Stand van zaken procedure Raad van State


De Raad van State heeft laten weten dat de zitting over de zogenaamde bodemprocedure naar verwachting in april/mei 2022 zal plaatsvinden. De uitspraak van de Raad van State volgt ongeveer 3 maanden later, naar verwachting in de zomer van 2022. De uitspraak van de Raad van State volgt dus later dan werd verwacht.

De bodemprocedure is de procedure over de beroepen die zijn ingediend op het provinciaal inpassingsplan (PIP) en de daarbij behorende besluiten. Op de besluiten die nodig zijn voor de uitbreiding van VDL Nedcar is de Crisis- en herstelwet van toepassing. Dat betekent dat de Raad van State in de regel 6 maanden na afloop van de beroepstermijn uitspraak doet. Daarom was de verwachting dat de uitspraak eind 2021 zou zijn. Maar deze periode van 6 maanden is een 'termijn van orde' en is dus geen verplichting. Wegens omstandigheden heeft de Raad van State een werkachterstand.

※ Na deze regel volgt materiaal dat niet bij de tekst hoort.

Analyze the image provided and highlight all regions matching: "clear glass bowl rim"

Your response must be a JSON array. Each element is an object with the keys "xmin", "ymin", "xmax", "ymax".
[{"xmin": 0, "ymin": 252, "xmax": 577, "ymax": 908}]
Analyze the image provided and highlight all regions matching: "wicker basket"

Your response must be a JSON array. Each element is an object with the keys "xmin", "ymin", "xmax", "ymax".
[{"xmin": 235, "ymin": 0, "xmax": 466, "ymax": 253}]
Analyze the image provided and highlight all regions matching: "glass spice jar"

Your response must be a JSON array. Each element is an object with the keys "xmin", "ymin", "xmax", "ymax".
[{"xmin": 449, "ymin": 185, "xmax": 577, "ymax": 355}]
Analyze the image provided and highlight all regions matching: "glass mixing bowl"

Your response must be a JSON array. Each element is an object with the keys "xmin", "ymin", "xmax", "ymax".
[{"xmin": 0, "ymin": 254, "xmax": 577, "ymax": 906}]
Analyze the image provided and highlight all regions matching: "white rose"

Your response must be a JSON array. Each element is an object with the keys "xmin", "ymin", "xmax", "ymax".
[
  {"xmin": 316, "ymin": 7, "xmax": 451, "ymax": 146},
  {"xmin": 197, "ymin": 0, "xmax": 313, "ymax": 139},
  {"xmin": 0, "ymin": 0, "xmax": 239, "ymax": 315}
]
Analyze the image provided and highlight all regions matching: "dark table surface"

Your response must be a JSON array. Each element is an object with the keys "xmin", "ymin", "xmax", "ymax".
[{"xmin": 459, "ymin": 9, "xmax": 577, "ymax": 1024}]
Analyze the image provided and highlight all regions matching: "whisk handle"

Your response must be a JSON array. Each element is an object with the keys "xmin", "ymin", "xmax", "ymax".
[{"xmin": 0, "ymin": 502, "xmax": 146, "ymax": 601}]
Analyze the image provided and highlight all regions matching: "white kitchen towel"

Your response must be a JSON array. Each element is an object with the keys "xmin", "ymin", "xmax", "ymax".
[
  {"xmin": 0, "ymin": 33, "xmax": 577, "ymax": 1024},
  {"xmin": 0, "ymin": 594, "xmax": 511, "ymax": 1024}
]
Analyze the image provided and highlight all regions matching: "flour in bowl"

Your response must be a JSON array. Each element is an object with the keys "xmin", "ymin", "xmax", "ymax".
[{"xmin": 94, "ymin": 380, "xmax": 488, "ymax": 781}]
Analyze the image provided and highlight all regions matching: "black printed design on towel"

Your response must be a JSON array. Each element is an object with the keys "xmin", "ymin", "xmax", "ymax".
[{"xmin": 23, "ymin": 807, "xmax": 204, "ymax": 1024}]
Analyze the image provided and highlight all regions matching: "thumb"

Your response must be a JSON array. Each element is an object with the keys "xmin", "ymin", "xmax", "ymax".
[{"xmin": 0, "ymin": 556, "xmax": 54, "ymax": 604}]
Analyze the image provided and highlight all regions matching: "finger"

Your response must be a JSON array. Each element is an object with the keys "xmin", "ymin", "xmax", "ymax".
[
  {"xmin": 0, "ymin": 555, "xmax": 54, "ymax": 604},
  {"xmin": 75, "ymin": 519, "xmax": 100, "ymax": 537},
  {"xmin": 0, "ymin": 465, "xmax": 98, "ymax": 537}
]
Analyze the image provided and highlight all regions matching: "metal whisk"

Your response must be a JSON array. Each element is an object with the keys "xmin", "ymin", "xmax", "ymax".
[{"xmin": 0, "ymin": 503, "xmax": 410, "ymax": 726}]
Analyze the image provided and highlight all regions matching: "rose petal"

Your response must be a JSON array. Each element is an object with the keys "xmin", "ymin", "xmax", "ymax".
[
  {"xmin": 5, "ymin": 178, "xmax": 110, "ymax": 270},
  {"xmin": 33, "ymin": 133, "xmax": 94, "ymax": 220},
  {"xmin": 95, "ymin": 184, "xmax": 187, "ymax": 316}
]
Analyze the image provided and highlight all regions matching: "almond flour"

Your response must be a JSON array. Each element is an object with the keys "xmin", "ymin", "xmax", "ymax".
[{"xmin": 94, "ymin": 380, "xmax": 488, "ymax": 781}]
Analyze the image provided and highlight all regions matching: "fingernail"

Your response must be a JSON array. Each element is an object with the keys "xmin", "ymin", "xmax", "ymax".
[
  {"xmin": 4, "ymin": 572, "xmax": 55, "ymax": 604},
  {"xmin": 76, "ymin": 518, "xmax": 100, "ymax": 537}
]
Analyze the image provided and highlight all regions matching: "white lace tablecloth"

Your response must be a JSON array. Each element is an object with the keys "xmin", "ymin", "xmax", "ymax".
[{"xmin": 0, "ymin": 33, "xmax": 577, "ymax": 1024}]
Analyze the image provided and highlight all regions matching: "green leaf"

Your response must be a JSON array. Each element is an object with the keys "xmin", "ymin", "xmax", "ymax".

Uitspraak voorlopige voorziening

Stichting De Groene Sporenwolf had een voorlopige voorziening aangevraagd tegen het besluit aanvullende omgevingsvergunning en het besluit ontheffing Wet natuurbescherming. De stichting wilde voorkomen dat het Sterrebos en andere bomen bij het terrein van VDL Nedcar, zoals het populierenbos, gedeeltelijk worden gekapt voordat de Raad van State een uitspraak doet over de ingediende beroepen. De Raad van State heeft op 14 oktober 2021 het verzoek van Stichting De Groene Sporenwolf gehonoreerd. Door deze uitspraak zijn de besluiten van het college van Gedeputeerde Staten over de kap van een deel van het Sterrebos en andere bomen bij het terrein geschorst. Meer precies gaat de schorsing over het "vellen van een houtopstand", "het slopen, verstoren, verplaatsen of in enig opzicht wijzigen van een rijksmonument” en de “soortenbeschermingsontheffing”.

Uit de uitspraak blijkt dat de voorzieningenrechter zich vooral heeft gebaseerd op de onomkeerbare gevolgen van de voorgenomen kap vooruitlopend op een uitspraak in de bodemprocedure. Het oordeel van de voorzieningenrechter heeft een voorlopig karakter en is niet bindend in de bodemprocedure.